Erdogan, whose AK Party won an unprecedented third term in office in an election last month, has said he aims to replace a constitution that was drafted after a coup in 1980.
Markets hope, however, that the government will prioritise the need to cool an economy that surged 11% in the first quarter of 2011, and could rack up a current account deficit of up to 10% of GDP this year.
While Simsek keeps his post Zafer Caglayan, former trade minister, was named new economy minister.
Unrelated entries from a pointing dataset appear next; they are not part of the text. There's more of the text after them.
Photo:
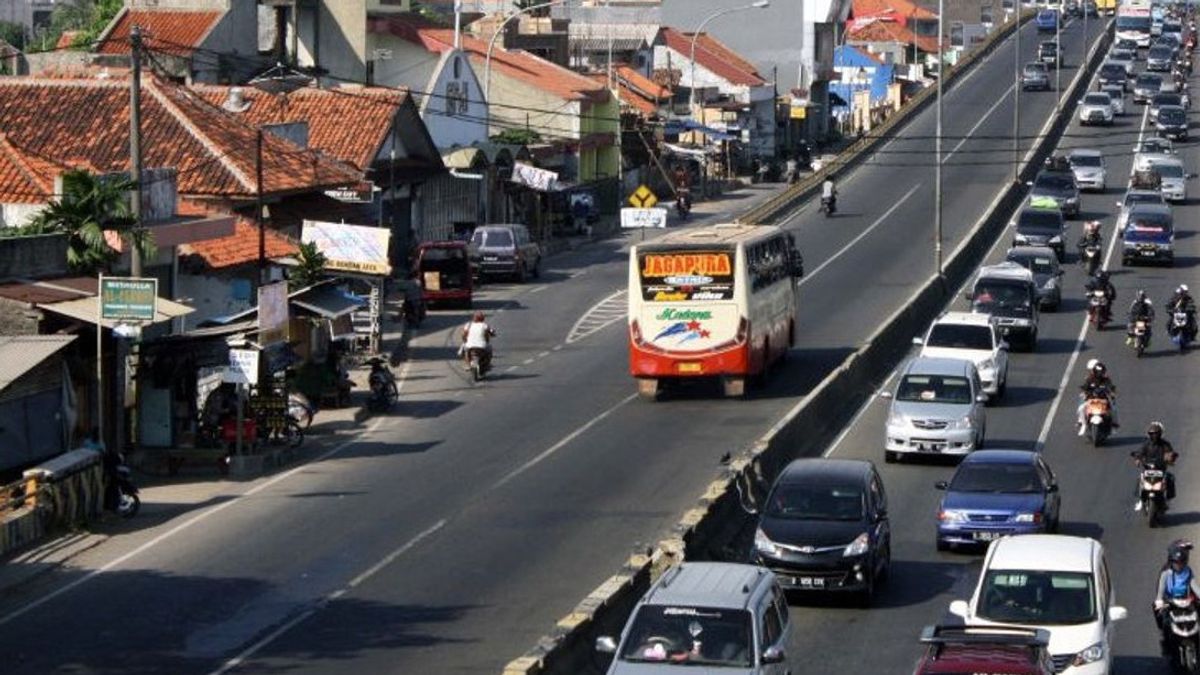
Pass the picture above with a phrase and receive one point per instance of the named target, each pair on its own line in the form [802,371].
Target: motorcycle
[1153,493]
[1182,329]
[1181,633]
[1098,417]
[683,202]
[829,205]
[1098,309]
[1139,338]
[383,386]
[1090,257]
In the previous government, Deputy Prime Minister Ali Babacan was responsible for the economy.
Babacan has been retained as one of four deputy prime ministers, but Erdogan did not specify what Babacan's duties would be in the new cabinet.
Erdogan will present his government's programme to parliament on Friday for a vote of confidence.
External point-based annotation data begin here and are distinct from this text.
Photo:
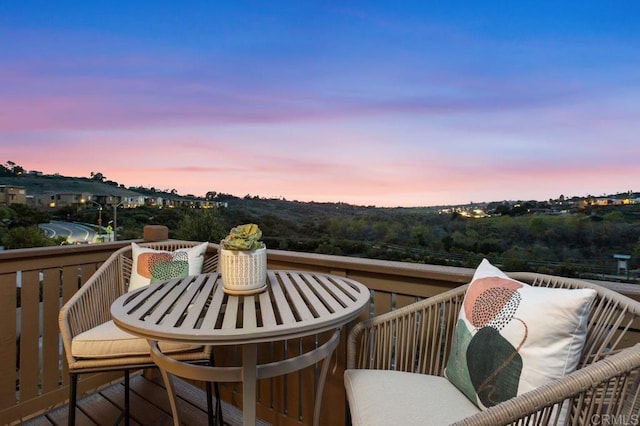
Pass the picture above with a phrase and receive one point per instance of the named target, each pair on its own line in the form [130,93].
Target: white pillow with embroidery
[511,337]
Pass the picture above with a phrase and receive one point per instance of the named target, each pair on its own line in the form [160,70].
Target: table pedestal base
[248,374]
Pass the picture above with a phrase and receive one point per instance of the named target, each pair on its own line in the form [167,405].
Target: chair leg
[219,419]
[127,405]
[73,393]
[125,414]
[216,386]
[209,404]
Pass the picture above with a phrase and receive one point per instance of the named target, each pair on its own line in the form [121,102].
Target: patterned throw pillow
[511,337]
[151,266]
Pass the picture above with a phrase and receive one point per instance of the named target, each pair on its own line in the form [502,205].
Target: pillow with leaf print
[511,337]
[151,265]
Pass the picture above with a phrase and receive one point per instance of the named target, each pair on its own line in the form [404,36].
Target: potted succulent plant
[243,260]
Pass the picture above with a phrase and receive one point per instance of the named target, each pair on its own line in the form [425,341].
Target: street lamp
[115,219]
[99,215]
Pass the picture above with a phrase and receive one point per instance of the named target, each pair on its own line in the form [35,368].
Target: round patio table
[196,310]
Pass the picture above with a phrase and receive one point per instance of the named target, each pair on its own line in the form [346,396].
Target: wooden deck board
[149,406]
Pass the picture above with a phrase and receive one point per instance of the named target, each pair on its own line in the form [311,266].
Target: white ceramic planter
[243,271]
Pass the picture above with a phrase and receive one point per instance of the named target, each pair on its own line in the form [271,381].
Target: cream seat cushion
[109,341]
[384,397]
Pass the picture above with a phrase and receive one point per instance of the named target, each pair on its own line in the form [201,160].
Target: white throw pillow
[511,337]
[150,265]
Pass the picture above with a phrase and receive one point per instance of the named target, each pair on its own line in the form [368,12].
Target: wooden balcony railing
[34,283]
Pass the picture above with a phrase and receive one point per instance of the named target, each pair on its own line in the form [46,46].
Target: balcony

Turkish financial markets, more preoccupied with eurozone debt fears after the downgrading of freshly bailed-out Portugal's credit rating, were mostly unmoved by new cabinet.
"The economy team doesn't include a surprise," said Tufan Comert, a strategist at Garanti Securities. "It's neutral for the market."
Ahmet Davutoglu, the architect of NATO member Turkey's assertive foreign policy and closer ties to Middle East countries including Iran, stays as foreign minister.
Turkey and Erdogan's party are often are cited as models for supporters of democracy living through the "Arab Spring" series of anti-authoritarian protests in parts of the Middle East.
Liberal on economic issues and socially conservative with Islamist roots, AK swept to power promising reforms in 2002, pushing bold changes that challenged the secularist military and judiciary and expanding some rights for minority Kurds.
Critics say there was a dearth of reforms in recent years as AK grew used to power and some accuse Erdogan of restricting cowing freedoms and of being intolerant of dissent.
FISCAL TIGHTENING
Under Erdogan, Turkey has been transformed from serial basket case to one of the world's fastest growing economies, but there are worries that it could be set for a hard landing unless the new government tightens fiscal and monetary policy fast.
For all the concern among analysts over the size of the current account deficit, Erdogan said it was not a worry and would start falling in the fourth quarter.
Analysts also see a risk of inflation gathering pace, but the central bank is resisting pressure to change an unorthodox policy, introduced last December, which relies on lower interest rates to deter portfolio inflows and higher reserve ratio requirements for banks, to dampen credit growth.
In an appointment that could breathe new momentum into Turkey's aspirations to join the European Union, Egemen Bagis, Turkey's chief negotiator for EU membership, was appointed head of the newly created European Union ministry.
Erdogan, whose AK won 49.9% of the vote on June 12, has pledged to reach out to the opposition to write a new constitution. There is speculation that Erdogan wants to move Turkey toward a more presidential system of government, with the ultimate aim of becoming president himself.
But his calls for consensus got off to a bad start after nearly a third of elected deputies, making up the bulk of the opposition, refused to take their oath at the opening of the mew parliament last week to protest against bans on elected candidates.